A team of researchers from the University of Waterloo has recently developed a new treatment to prevent and treat ‘Chlamydia’, one of the world’s most common bacterial infections.
As the new treatment is based on gene therapy that is administered through nanotechnology, it completely differs from traditional antibiotic treatment, according to the researchers, a single dose shows a success rate of 65 percent in preventing chlamydia infection.
Professor Emmanuel Ho from Waterloo’s School of Pharmacy said that as antibiotic resistance develops continuously, individuals may suffer from chlamydia infections that cannot be treated with existing therapies, leading to rising public health challenges. If the patients is left untreated or if it takes longer period of time, it may cause infertility and several reproductive issues, thereby necessitating the discovery of new ways to treat such type of infection, Prof. Ho added.
The team is hopeful that the new research will be able to be widely available in the future as the Food and Drug Administration (FDA) in the U.S. has approved the first small interfering ribonucleic acid (siRNA)-based drug for market.

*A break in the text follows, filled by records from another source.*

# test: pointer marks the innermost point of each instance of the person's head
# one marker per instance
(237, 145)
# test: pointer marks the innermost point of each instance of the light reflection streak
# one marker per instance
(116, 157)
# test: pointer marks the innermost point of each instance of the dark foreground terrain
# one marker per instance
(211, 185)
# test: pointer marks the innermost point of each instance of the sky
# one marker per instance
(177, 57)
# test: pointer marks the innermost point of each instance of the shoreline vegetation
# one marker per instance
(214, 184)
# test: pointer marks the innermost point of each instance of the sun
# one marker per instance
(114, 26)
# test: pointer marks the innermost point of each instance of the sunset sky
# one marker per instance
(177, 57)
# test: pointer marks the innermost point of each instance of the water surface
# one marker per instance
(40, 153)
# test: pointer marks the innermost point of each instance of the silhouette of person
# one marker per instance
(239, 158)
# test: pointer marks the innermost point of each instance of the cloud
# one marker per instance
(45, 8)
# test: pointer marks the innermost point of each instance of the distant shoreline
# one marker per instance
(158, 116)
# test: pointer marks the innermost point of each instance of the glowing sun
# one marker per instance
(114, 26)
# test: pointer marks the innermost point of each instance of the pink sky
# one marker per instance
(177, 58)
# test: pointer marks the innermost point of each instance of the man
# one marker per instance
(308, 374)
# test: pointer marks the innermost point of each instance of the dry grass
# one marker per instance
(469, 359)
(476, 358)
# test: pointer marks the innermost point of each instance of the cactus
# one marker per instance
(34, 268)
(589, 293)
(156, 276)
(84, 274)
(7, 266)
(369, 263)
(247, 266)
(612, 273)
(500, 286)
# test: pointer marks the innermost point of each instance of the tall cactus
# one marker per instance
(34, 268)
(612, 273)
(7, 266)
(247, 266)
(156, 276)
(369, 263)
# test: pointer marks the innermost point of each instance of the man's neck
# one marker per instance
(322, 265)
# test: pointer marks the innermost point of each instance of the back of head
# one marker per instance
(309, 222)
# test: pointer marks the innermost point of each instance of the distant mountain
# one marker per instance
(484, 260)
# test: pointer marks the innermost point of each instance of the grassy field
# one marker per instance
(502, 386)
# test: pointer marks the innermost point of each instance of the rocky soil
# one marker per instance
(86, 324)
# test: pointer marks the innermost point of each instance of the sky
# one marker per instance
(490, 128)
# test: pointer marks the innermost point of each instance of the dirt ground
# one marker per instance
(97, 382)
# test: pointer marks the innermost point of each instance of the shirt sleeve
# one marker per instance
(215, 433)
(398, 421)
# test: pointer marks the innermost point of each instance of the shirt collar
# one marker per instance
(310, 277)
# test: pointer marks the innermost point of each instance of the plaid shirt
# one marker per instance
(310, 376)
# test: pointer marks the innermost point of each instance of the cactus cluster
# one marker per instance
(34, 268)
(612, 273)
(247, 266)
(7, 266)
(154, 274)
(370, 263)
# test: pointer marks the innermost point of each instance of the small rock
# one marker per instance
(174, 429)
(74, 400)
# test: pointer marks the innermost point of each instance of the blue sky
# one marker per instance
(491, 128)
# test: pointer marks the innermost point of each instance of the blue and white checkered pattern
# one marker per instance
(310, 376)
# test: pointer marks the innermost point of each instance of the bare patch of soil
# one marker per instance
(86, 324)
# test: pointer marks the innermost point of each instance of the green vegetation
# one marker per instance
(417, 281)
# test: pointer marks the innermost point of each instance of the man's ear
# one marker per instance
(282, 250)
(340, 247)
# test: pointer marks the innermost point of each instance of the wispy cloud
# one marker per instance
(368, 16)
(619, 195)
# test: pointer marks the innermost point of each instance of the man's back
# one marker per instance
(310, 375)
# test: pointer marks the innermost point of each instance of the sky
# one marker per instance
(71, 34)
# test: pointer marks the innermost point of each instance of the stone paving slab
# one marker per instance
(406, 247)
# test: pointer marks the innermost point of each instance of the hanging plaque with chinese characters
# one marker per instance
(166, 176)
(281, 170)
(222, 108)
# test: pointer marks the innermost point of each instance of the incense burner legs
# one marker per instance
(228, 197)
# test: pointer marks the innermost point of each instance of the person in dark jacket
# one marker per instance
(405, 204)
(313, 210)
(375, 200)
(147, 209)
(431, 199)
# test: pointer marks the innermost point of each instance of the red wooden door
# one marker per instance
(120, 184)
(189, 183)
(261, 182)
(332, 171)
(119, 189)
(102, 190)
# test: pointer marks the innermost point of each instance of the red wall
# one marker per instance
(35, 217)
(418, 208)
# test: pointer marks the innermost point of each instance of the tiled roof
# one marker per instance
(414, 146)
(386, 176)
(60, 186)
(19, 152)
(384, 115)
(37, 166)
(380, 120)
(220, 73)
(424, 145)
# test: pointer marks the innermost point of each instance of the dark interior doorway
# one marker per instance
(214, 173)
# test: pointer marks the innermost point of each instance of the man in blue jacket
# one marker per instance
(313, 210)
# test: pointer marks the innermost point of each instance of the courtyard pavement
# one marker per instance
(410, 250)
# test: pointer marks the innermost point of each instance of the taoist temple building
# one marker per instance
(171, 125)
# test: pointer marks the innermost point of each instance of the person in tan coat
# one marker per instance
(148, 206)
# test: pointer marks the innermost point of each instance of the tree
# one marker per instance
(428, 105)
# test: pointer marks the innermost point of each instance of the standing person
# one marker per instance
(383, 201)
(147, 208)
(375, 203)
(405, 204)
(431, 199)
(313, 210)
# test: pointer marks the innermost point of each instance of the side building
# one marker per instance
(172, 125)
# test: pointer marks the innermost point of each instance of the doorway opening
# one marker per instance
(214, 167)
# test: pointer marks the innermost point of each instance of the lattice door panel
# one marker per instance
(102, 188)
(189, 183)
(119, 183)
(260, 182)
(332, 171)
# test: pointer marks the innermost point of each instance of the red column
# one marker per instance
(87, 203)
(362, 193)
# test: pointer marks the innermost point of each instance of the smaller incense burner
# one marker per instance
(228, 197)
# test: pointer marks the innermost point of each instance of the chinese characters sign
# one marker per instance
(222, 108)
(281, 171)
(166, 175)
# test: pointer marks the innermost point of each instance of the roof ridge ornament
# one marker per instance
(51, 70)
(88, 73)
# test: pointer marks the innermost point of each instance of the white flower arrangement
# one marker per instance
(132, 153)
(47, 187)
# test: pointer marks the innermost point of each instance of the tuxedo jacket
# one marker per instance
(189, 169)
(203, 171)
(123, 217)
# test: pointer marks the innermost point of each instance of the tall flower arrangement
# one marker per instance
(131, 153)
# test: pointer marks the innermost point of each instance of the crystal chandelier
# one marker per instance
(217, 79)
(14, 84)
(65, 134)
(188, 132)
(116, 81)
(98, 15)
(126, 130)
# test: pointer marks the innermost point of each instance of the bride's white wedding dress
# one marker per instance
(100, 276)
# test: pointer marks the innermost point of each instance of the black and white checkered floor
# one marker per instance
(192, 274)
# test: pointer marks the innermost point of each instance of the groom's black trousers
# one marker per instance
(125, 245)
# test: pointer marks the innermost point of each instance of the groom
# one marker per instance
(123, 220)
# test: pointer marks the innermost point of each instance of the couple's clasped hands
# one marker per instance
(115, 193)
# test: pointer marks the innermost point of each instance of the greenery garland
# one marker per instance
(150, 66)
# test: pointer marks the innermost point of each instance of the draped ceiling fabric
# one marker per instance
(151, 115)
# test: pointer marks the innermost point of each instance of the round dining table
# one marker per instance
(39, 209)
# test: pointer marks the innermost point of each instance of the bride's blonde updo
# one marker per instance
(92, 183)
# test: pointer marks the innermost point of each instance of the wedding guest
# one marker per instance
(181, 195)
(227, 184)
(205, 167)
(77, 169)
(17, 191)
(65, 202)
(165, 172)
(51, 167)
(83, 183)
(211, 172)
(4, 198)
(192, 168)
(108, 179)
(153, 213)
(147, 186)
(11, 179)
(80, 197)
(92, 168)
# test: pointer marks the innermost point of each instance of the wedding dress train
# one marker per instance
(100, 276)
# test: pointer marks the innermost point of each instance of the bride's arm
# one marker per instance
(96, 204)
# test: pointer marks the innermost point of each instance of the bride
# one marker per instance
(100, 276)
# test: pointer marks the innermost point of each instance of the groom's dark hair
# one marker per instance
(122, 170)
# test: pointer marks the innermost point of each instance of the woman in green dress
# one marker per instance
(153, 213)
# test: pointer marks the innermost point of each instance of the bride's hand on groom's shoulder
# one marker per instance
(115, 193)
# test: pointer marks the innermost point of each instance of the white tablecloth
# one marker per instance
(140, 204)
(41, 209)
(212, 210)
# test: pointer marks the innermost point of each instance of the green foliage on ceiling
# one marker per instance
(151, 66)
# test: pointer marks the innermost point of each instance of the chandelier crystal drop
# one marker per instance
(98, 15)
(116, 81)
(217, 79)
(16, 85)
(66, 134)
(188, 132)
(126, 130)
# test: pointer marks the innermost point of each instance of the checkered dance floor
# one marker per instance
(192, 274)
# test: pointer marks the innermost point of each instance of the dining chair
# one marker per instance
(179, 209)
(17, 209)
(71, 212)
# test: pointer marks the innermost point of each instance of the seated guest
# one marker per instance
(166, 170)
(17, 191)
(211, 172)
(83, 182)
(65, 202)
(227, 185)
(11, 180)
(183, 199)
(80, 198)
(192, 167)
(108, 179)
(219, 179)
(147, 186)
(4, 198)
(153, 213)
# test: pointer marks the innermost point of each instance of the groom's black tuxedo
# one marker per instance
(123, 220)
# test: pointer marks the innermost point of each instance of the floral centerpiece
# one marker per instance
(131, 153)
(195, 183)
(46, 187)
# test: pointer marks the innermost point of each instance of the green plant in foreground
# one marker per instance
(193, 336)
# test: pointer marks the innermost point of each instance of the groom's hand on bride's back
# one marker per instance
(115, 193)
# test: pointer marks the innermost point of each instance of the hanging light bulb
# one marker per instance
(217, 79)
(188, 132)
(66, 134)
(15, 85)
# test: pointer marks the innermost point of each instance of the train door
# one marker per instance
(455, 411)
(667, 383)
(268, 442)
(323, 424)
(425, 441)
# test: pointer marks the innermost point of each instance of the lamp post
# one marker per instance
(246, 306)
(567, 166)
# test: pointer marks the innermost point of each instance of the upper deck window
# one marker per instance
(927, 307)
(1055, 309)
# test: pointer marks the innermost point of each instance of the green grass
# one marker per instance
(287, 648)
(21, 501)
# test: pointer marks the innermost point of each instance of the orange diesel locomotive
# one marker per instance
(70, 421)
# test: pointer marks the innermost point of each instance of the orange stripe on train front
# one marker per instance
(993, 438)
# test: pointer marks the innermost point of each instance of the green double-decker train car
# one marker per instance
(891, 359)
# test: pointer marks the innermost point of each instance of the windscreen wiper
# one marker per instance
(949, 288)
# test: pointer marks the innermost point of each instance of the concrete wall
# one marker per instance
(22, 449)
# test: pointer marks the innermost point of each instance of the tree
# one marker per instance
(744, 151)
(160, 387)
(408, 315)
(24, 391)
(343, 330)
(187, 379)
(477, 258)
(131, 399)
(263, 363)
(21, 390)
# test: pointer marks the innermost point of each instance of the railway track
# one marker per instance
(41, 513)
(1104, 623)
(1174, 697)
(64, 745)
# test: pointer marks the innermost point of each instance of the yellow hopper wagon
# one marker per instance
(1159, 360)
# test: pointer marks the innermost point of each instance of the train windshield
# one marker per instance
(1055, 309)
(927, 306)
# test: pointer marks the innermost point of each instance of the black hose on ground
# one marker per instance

Researchers at Ho’s labs developed the new treatment that targets chlamydia infection by blocking most bacteria from entering cells present in the genital tract and causing damage to any bacteria capable of penetrating a cell wall. This was achieved by employing a siRNA to address a particular gene in the female reproductive tract, known as PDGFR-beta, which produces a protein that binds the chlamydia bacteria.
By targeting this specific gene, the team was capable of preventing creation of the protein that the chlamydia bacteria rely on for entering the genital tract skin cells, according to Prof. Ho. As a result, an incoming infection has lesser number of targets to focus and it is quite unlikely to occur, he added.
If these bacteria are able to bind to cells and enter them, the new treatment is developed to initiate autophagy, a type of cellular processes enabling infected skin cells to create a bubble around the bacteria and destroy them.
siRNA cannot penetrate the skin cells on its own to reduce the expression of PDGFR-beta and prevent bacteria binding. Therefore, the recent gene therapy uses a special nanoparticle that allows siRNA to penetrate the cells, minimize bacteria’s ability to bind, destroy invasive bacteria, and to prevent the infection from spreading.
The new treatment is outlined in a research paper published in the journal Scientific Reports.